Non è così: la lettura della contemporaneità è multiforme, diversi sono i modi e le tecniche, la letteratura è uno dei modi di “leggere” il mondo, la letteratura che ha a cuore la ricerca della bellezza, del piacere estetico che è un piacere non solo intellettuale. Non sto scrivendo del “nuovo realismo” di tanti romanzi noir e polizieschi o pulp coniugati nelle diverse territorialità, con le loro varianti linguistiche e di costume. Non mi riferisco nemmeno alla narrativa che “celebra la liturgia della terra e della realtà sociale”, carica di personaggi precari per la loro condizione sociale, ma forse ancor più per come sono costruiti e narrati.
Vorrei scrivere di un tentativo di fare letteratura sapendo di fare solo questa e, nel mentre, aiutare indirettamente il lettore ad accorgersi che di questo si tratta e non di altro. Un opera prima di un giovane poco più che trentenne Francesco Targhetta che ha scritto un romanzo in versi, Perciò veniamo bene nelle fotografie, ISBN, € 19,90, che racconta di altri trentenni che “vivono” occasioni comuni, che non possono che essere precarie, perché questa è la contemporaneità. Senza ostentazioni, senza sottolineature negli avvenimenti, senza istantanee o frammenti di sceneggiatura inseriti per caso o di proposito nella narrazione. Solo un flusso continuo di quotidianità normali e per questo disarmanti. Nemmeno raccontate ma solo percepite con la lingua ambigua dell’interiorità quella che dice e tace o nasconde insieme. Una ambiguità resa efficacemente dal linguaggio poetico, il solo che possa provare a dire l’indicibile, fino a svelare ciò che non si vorrebbe dire. Una lingua che in Targhetta non è mai esercizio o gioco linguistico, l’uso è quello di una lingua piana che non fa sfoggio di sé e nemmeno si adegua al realismo del parlato giovanile. Non c’è spazio per l’immedesimazione facile, non siamo attratti da qualche trucco verbale o percorso di identificazione, ma solo dalla possibilità che nel lettore prenda corpo la pietas, una condivisione, che pur assumendo i contorni delle emozioni, è soprattutto solidarietà, scelta di accompagnare quei personaggi durante la lettura. Il lettore così è libero di leggere una contemporaneità precaria filtrata dalle percezioni soggettive del narratore e dei suoi amici, che non sono incaricati dall’autore di ri-leggere la realtà, perché questo è un compito che l’autore lascia al lettore.

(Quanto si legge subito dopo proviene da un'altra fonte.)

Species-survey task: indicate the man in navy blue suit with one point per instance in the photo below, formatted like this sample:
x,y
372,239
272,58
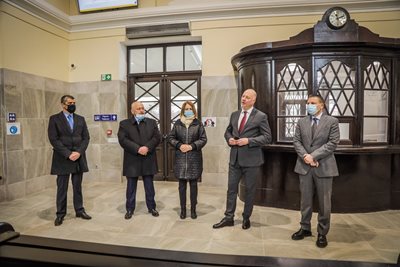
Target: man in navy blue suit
x,y
69,136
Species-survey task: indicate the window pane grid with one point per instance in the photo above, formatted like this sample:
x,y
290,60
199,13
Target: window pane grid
x,y
167,58
376,103
292,87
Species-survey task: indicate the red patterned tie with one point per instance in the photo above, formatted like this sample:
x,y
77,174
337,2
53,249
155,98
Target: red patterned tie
x,y
243,122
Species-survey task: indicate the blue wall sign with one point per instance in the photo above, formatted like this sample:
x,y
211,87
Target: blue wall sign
x,y
12,117
105,117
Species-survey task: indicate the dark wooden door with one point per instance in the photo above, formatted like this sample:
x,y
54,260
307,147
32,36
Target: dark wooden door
x,y
162,97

Un’opera aperta dunque, perché Targhetta non fa sociologia ma letteratura e perché usa il linguaggio della poesia. Roland Barthes ci ricordava che “il fascismo non è impedire di dire, ma obbligare a dire” e che questo è un rischio sempre presente in quanto “il linguaggio è una legislazione e la lingua ne è il codice”, per questo il “potere è insito nella lingua”. Ma la letteratura appare il linguaggio in grado di scassinare questa condizione in virtù della sua ambiguità, della possibilità che la letteratura ha di lasciare il lettore libero di leggere e interpretare, e la poesia in massimo grado, proprio perché svela (o nasconde) anche il non detto, lasciando a noi l’occasione di “riscriverlo”.

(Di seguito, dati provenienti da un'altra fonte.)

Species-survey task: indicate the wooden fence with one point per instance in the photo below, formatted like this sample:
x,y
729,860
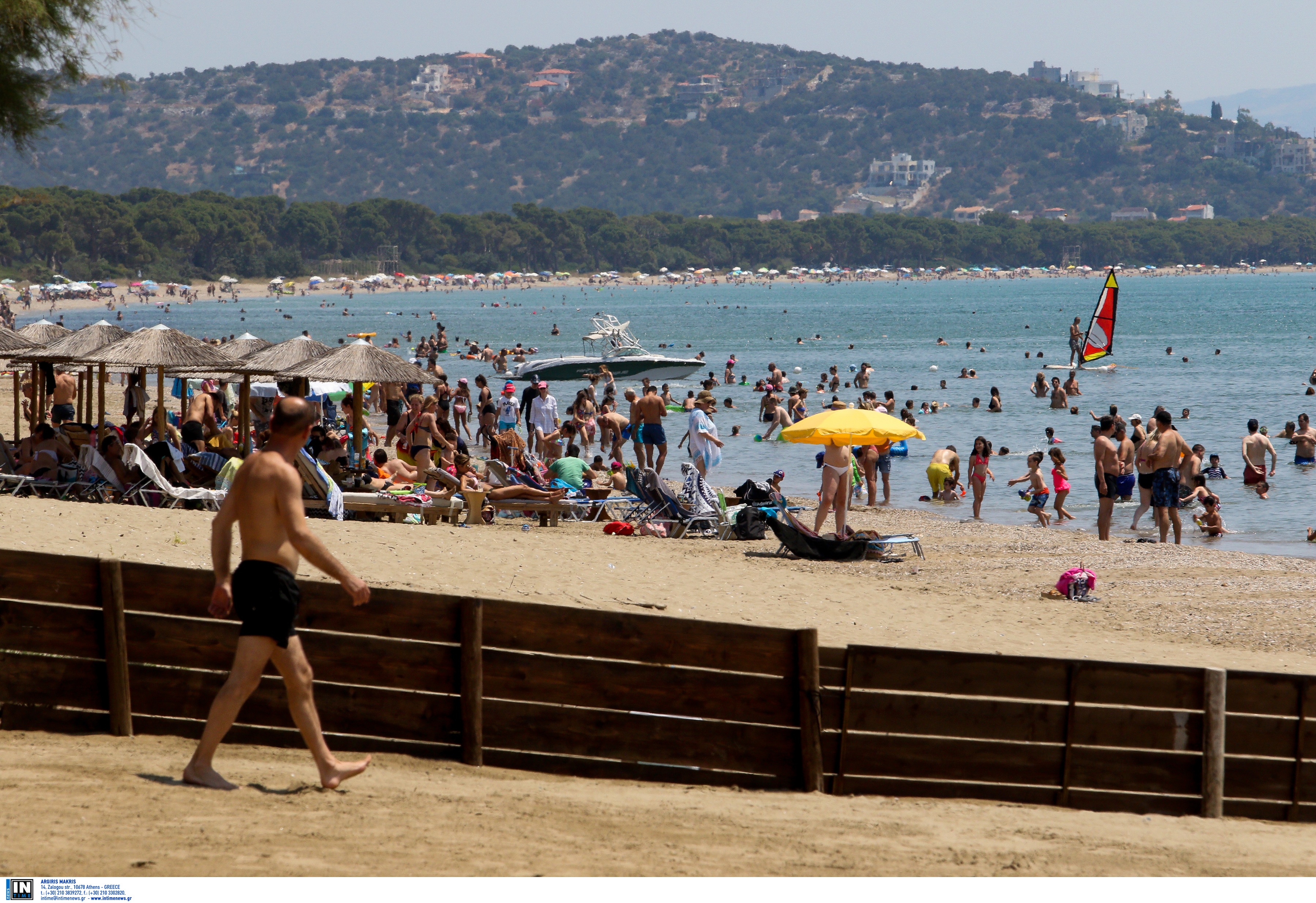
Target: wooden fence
x,y
107,645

Così l’amara constatazione che “…: non si muove nessuno, / qua, / perciò veniamo bene / nelle fotografie”, leggendo questo romanzo in versi si trasforma nell’invito a muoverci, ci lascia liberi di ricercare nella memoria e nei volti dei trentenni che conosciamo il senso di questa contemporaneità, ci permette di prendere parte e scegliere di correre il rischio di venire mossi nelle fotografie di domani.